Astronomers had shown in theory -- and in computer models -- that black holes and star formation rates are directly linked, but had been unable to confirm their simulations with observational evidence. Now, they have proof.
"We've been dialing in the feedback to make the simulations work out, without really knowing how it happens," Jean Brodie, professor of astronomy and astrophysics at the University of California, Santa Cruz, said in a news release. "This is the first direct observational evidence where we can see the effect of the black hole on the star formation history of the galaxy."
Researchers published their evidence this week in the journal Nature.
Lead researcher Ignacio Martín-Navarro, a postdoctoral researcher at UC Santa Cruz, characterized the history of star formation in several galaxies by analyzing spectral properties observed by the Hobby-Eberly Telescope Massive Galaxy Survey. Previous studies had also determined the mass of the supermassive black holes found at the center of each of the surveyed galaxies.
When Martín-Navarro and his colleagues compared stellar formation histories with black hole masses, they found a strong correlation.

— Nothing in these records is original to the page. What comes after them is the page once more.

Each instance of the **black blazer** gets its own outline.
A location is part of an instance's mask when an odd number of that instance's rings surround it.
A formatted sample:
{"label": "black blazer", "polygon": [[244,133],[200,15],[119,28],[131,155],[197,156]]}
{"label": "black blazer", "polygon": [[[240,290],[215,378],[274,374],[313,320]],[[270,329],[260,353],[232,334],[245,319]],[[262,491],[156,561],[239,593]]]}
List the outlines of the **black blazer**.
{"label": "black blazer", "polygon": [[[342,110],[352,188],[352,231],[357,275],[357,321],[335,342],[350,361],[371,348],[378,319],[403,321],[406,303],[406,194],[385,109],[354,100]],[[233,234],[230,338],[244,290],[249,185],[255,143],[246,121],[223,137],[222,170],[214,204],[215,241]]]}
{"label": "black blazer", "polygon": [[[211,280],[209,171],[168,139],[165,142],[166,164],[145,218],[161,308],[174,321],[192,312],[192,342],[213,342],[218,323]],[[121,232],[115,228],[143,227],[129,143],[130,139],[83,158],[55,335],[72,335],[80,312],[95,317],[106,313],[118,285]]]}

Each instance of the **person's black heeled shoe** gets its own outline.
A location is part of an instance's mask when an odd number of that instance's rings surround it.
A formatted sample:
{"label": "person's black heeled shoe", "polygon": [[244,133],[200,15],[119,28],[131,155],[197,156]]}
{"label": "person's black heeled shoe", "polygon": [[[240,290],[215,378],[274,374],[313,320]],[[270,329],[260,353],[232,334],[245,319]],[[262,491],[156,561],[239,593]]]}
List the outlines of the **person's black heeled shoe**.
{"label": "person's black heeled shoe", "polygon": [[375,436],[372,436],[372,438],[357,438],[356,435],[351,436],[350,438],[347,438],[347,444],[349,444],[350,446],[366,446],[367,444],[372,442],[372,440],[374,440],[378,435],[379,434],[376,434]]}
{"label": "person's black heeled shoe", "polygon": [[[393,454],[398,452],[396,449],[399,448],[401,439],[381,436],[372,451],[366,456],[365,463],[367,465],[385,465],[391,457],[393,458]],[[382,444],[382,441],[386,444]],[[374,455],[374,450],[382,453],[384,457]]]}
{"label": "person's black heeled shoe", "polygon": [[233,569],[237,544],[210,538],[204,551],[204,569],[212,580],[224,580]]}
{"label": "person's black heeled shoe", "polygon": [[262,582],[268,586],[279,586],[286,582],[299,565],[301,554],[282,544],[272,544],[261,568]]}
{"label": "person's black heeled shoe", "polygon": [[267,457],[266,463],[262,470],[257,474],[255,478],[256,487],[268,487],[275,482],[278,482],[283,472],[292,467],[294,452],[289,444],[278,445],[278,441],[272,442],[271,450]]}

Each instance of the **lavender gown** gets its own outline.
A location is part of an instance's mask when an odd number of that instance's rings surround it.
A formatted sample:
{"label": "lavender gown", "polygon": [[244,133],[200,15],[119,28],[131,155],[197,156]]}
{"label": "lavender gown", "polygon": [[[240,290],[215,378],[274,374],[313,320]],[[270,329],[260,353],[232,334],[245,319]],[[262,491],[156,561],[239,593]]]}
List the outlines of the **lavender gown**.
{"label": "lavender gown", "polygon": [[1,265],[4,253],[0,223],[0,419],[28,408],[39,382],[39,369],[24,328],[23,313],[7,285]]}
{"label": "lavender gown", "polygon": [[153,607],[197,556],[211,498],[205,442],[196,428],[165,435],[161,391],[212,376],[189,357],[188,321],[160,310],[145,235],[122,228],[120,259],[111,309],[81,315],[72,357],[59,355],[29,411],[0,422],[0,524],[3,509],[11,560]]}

"For galaxies with the same mass of stars but different black hole mass in the center, those galaxies with bigger black holes were quenched earlier and faster than those with smaller black holes," Martín-Navarro said. "So star formation lasted longer in those galaxies with smaller central black holes."
Quenching describes the process by which galaxies shut down star formation. Astronomers believe black holes encourage quenching by heating up stellar material and preventing it from condensing into new stars. The energy of supermassive black holes can also blow gas and dust away.

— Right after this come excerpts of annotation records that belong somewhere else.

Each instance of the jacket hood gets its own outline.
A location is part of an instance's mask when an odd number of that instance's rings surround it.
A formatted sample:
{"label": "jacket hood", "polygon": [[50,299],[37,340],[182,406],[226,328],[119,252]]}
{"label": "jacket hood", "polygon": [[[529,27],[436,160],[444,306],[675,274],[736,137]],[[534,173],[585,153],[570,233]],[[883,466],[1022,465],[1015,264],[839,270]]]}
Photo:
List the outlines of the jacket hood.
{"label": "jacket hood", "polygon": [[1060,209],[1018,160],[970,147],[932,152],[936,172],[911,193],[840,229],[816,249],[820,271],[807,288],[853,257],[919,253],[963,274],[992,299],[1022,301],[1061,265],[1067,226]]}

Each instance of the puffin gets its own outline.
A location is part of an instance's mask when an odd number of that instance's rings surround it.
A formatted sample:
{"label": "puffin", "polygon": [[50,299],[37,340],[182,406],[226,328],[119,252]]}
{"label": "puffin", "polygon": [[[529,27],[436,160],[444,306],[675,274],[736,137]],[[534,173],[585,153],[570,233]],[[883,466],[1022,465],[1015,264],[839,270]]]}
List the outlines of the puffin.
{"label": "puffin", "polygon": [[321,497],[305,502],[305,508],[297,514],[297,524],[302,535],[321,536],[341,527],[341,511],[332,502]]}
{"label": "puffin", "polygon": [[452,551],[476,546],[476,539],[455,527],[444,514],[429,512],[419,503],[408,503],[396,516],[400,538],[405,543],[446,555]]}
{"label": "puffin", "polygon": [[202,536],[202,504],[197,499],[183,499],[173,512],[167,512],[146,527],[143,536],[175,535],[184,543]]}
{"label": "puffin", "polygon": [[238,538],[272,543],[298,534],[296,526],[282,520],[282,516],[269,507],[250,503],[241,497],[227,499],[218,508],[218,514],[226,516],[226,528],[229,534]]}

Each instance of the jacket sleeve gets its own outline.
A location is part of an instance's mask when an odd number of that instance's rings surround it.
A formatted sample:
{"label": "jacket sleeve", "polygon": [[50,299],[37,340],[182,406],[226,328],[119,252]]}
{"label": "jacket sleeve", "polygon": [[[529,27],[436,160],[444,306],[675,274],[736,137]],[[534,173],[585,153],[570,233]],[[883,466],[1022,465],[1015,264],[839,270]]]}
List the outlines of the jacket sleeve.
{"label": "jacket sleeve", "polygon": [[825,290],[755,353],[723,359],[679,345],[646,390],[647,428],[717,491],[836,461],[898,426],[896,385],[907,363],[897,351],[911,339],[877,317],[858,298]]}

When supermassive black holes are actively feeding -- gobbling up material, producing intense accretion disks and triggering outbursts of high-energy particles -- they're known as active galactic nuclei.
Previous attempts to link active galactic nuclei and stellar formation have failed. Astronomers suggest the highly variable nature of active galactic nuclei could explain the failure.
The latest research showed black hole mass is a more stable and reliable measure for gauging the energy of a supermassive black hole and its effect on star formation.
Despite the confirmed correlation, researchers are still uncertain on how exactly the energy of supermassive black holes encourages quenching.
"There are different ways a black hole can put energy out into the galaxy, and theorists have all kinds of ideas about how quenching happens, but there's more work to be done to fit these new observations into the models," said Aaron Romanowsky, an astronomer at San Jose State University and UC Observatories.